Use this file to discover all available pages before exploring further.

Career Type Ratings and Training

Type ratings control which aircraft families your Career pilot can fly. In Career Mode, you do not automatically get access to every aircraft. Your airline, contract, training state, and type ratings decide what you can dispatch.

What a type rating means

A type rating is Career permission to fly an aircraft family. Examples:
  • A320 family.
  • 737 family.
  • 777 family.
  • 787 family.
The exact family names depend on FlyHub’s aircraft data.

Why type ratings matter

Type ratings affect:
  • Which jobs you can accept.
  • Which airline fleets are useful to you.
  • Which Dispatch routes are available.
  • Which aircraft appear in training.
  • Which aircraft can be assigned in Career My Flights.
  • Which future opportunities FlyHub can offer you.

Starter training

When you begin Career Mode, your first airline can require starter training. The difficulty changes the training requirement:
DifficultyTraining flightsMinimum average
Easy57.0/10
Normal108.0/10
Hard159.0/10
If you pass, you earn the type rating and move into normal employment. If you fail, FlyHub can route you into a recovery path depending on your Career state.

Market training

Some Job Market offers require training before employment. The offer and contract show:
  • Aircraft family.
  • Required training flights.
  • Minimum score average.
  • Pilot cost share.
  • Training pay rate.
  • Base and airline.
Normal market training can pay less than full employment while you complete the program.

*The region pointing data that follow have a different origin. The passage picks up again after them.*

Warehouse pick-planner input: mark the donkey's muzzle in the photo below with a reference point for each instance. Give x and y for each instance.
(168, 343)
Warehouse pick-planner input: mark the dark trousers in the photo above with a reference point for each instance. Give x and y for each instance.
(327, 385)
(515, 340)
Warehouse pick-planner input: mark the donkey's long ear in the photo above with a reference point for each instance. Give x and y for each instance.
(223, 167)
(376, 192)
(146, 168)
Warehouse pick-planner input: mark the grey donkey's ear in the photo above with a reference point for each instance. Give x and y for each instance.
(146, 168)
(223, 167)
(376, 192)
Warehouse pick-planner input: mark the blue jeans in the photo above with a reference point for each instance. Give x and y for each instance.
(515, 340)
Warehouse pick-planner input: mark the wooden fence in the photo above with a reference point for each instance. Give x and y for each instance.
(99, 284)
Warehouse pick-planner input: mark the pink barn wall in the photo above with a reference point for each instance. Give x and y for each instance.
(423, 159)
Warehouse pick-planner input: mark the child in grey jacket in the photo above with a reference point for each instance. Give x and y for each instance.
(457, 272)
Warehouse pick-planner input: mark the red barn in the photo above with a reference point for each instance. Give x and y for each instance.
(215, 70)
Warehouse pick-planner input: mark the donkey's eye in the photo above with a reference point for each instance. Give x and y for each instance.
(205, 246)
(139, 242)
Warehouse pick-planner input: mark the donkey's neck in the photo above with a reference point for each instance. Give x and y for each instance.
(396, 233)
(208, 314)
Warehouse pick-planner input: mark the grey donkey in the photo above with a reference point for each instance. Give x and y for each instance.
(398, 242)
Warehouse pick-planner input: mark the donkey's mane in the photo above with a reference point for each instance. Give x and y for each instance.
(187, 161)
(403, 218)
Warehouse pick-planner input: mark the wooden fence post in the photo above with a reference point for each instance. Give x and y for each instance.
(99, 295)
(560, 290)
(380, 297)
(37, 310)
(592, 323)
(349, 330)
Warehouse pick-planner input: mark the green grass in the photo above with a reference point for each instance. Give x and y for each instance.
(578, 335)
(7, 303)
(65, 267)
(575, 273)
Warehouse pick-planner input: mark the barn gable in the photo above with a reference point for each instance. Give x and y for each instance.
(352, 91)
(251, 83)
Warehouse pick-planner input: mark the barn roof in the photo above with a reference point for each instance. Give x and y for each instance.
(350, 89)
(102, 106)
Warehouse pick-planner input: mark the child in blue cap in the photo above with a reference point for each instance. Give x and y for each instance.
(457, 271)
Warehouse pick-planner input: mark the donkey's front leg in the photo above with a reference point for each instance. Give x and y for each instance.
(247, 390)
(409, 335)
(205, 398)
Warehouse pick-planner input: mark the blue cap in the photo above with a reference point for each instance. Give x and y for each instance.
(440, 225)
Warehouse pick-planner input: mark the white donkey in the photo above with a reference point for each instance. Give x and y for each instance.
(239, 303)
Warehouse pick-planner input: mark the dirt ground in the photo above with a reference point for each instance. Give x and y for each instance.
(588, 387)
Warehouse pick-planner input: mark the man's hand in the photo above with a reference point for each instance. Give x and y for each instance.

Internal type opportunities

Your current airline can offer a new type rating after you build time and seniority. Internal opportunities are not constant. They are chance-based and depend on your Career state. The usual requirements are:
  • You have been with the airline long enough.
  • You have strong seniority at that airline.
  • You are not already in active type training.
  • The airline has an aircraft family you are not rated for.
When an internal type opportunity appears, FlyHub opens an offer window after you read the opportunity. The offer can expire, so do not open it unless you are ready to decide. Internal opportunities normally cover most of the training cost through the airline. The pilot pays the remaining share.

Type-rating cost

Career type ratings use a $100,000 base cost unless the app shows a different value. The airline may cover all, most, or part of the cost depending on the opportunity. Before accepting training, check:
  • Total rating cost.
  • Airline coverage.
  • Pilot share.
  • Your balance.
  • Loan availability.
  • Training pay.
  • Required performance average.

During training

Training changes what Dispatch shows. While you are training on a type, Dispatch focuses on that training family. Even if you already have other type ratings, FlyHub can limit visible dispatch work until the training program is complete. This keeps the training contract clean and prevents unrelated line work from interfering.

Passing training

To pass training:
  1. Sign the training contract.
  2. Complete the required training flights.
  3. Keep the average score above the contract minimum.
  4. Wait for FlyHub to process the training result.
  5. Sign the employment or updated contract if required.
After passing, the type rating appears in your Career profile and the related aircraft family can become available when your airline fleet supports it.

Failing training

Failing training can have consequences. Depending on the training path, you can:
  • Lose the offer.
  • Return to a previous line contract.
  • Become unemployed.
  • Receive a recovery offer.
  • Need to find another job path through Job Market.
Always read the contract before starting training. The contract tells you the score requirement and what you are agreeing to.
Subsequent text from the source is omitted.